Whether companies have a few boxes of files stowed under a desk, rows of file cabinets, or rooms dedicated to data storage, chances are, they can benefit from converting paper to electronic files whether in-house or by using a digital imaging service. Making the data in these documents available for quick and easy retrieval, analysis and action is like turning paper into gold.

Paper documents take up more space and are harder to file and retrieve than electronic files. Since labor is usually the largest expense of any enterprise, even small businesses can benefit from document imaging because work can be completed more quickly electronically than physically. And since physical real estate is more expensive than electronic data storage, companies realize additional savings when document imaging systems are used. But the real payoff in digitizing documents is that the data in them can be extracted, analyzed and acted upon to increase volume and margin.

Imaging: First Things First
The basic tools needed for turning paper documents into electronic ones are a computer, software and a scanner. For the smallest jobs, when the only requirement is to capture the image on the paper and store it, a three-in-one device (printer, scanner, fax) and Adobe Acrobat, for creating PDF files, are all that is necessary. Even small businesses usually have the tools to capture and store images.

However, when documents are larger than a sheet of legal paper, or when their contents need to be extracted or manipulated, or when the number of documents is large, then additional resources are needed. These resources might include large format scanners for blueprints or maps, high speed or duplex scanners for large document loads or double-sided documents, specialized software for optical character recognition (OCR) or forms reading, database software for managing scanned documents, and additional storage capacity.

In-house versus Digital Imaging Service
For all but the simplest jobs, companies need to consider whether to employ a client/server system or to use a digital imaging service to start conversion to, or manage, a digital system.

One of the newest solutions in document management is the software as a service (SaaS) model--input is done at the company site but the software and storage resides on the vendor server and is available to the user as a Web application.

Needs Assessment and the RFP
Large scale implementations usually include issuing a request for proposal to vendors who supply systems and services. Many vendors provide worksheets to help prospective clients arrive at a cost/benefit analysis.

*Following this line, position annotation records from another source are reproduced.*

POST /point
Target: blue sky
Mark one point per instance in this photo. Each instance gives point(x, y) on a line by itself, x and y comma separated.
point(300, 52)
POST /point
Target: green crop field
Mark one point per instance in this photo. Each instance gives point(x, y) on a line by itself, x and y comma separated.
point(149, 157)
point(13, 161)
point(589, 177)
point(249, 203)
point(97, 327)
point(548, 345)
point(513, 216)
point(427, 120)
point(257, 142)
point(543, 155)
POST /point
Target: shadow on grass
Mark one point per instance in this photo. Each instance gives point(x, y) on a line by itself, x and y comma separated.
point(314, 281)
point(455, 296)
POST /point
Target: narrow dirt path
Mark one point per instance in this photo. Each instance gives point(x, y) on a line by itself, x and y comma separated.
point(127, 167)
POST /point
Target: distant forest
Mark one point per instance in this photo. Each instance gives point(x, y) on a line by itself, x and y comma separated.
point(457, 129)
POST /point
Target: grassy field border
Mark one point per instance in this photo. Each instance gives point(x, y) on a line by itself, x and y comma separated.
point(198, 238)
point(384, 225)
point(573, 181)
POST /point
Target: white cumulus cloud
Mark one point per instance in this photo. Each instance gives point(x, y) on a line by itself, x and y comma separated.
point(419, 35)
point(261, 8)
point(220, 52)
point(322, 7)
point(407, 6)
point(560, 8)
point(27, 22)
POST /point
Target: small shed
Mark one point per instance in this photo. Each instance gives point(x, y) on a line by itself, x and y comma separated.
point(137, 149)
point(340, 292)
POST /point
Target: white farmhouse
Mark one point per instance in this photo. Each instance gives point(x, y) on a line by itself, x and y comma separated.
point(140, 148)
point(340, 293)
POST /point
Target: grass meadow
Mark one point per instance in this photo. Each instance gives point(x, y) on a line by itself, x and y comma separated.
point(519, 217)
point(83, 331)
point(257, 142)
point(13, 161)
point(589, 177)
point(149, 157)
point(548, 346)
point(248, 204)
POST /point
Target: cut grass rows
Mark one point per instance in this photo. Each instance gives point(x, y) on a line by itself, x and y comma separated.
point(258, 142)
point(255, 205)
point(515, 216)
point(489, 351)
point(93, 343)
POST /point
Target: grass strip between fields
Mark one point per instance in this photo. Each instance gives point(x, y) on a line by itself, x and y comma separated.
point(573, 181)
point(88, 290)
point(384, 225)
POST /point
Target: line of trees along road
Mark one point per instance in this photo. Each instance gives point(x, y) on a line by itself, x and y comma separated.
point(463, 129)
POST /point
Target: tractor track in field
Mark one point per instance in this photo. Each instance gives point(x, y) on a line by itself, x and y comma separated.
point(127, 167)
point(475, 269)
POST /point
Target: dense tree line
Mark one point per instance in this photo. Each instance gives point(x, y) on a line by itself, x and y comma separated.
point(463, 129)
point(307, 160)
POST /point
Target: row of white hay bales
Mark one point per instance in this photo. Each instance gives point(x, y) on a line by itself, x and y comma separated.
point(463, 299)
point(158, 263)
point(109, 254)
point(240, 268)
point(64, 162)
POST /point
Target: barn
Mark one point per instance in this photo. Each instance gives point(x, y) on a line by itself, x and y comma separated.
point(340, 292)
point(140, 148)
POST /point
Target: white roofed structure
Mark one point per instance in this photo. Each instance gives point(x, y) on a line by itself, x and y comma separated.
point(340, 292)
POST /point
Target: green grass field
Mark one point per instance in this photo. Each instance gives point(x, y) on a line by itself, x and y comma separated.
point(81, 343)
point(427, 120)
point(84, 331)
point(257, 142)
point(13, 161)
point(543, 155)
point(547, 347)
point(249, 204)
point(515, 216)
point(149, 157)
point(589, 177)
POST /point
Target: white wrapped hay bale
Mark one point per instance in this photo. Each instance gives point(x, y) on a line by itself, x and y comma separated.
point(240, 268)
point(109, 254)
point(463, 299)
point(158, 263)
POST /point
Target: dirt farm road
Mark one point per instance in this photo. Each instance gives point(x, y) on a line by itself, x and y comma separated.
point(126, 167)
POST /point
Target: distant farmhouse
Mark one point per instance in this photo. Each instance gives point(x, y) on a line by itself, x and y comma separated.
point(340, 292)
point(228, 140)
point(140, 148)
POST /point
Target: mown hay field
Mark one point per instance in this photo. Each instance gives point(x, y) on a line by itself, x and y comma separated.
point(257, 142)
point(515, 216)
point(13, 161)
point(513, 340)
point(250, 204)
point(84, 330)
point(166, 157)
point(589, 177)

Factors to be considered include:

  • Purpose of document storage (easier sharing of active records, research and data mining, creating an audit trail, complying with government regulations, etc.)
  • Type of documents to be included in system
  • Volume of documents to be processed
  • Go-forward and/or go-back inclusion of documents
  • Integration of electronically generated and paper documents
  • Transaction costs
  • Acquisition and maintenance costs of hardware and software
  • Training costs
  • Storage costs

There will probably never be any such thing as a paperless office, which is why managing the paper that continues to be generated is a real and ongoing challenge and one that can be effectively met through electronic document management.